Rob, the host of Podcast411, says:

A patent troll is out to kill off podcasting, or at a minimum critically wound it. This troll does have a patent on the whole podcasting process, despite the fact they have not contributed one line of code to the process or even a single idea used in podcasting. But they have a patent and they are going to suck as much money from podcasters as possible.

That they were granted this patent in February 2012 just goes to show how broken the patent system is. They have already started suing podcasters in the Eastern District court of Texas - where all patent trolls go to do their evil deeds. They also started sending out letters to individual podcasters looking to extort license fees. If you listen to podcasts it is likely at some time in the near future one or more of the podcasts you listen to will be hit with one of these extortion letters.
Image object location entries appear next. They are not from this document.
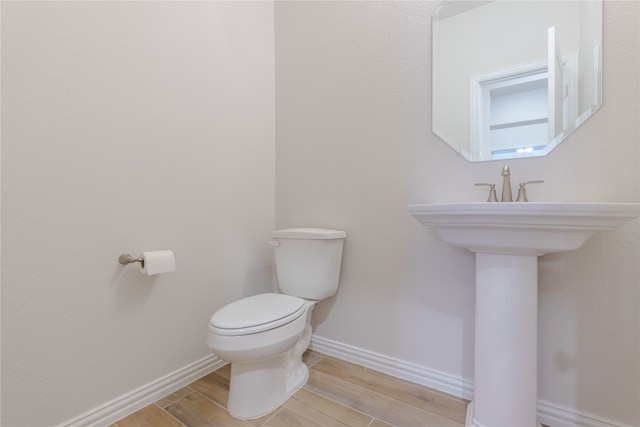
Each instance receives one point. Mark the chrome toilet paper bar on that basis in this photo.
(125, 259)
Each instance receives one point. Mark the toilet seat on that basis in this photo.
(255, 314)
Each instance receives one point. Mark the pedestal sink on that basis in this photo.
(507, 239)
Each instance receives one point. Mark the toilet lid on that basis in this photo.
(256, 314)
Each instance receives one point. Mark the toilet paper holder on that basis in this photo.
(125, 259)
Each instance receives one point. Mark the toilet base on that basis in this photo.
(256, 389)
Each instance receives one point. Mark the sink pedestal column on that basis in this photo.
(505, 390)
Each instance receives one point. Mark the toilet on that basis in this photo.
(264, 336)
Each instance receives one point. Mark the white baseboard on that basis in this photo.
(548, 413)
(137, 399)
(395, 367)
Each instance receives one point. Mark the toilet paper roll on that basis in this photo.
(156, 262)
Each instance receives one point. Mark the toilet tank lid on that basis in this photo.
(309, 233)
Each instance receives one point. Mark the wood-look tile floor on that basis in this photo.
(338, 393)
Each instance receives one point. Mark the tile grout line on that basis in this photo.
(381, 395)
There is actually a really good chance one of the podcasts you listen to already has -- four podcasts I listen to on a regular basis already have been sent these letters.

The podcasters that get these letters have 3 options.

1. Ignore the letters and hope for the best.

2. Contact the troll and agree to pay a license fee for the patent (even though the podcasters don't use the technology covered by the patent).

3. Fight the troll in court.

Well actually there is a 4th option -- shut down the podcast and delete all files and hope they go away. But even if podcasters do that the patent trolls could still try to extort money retroactively. But at least podcasters would not be out more money. Sadly many may choose this option.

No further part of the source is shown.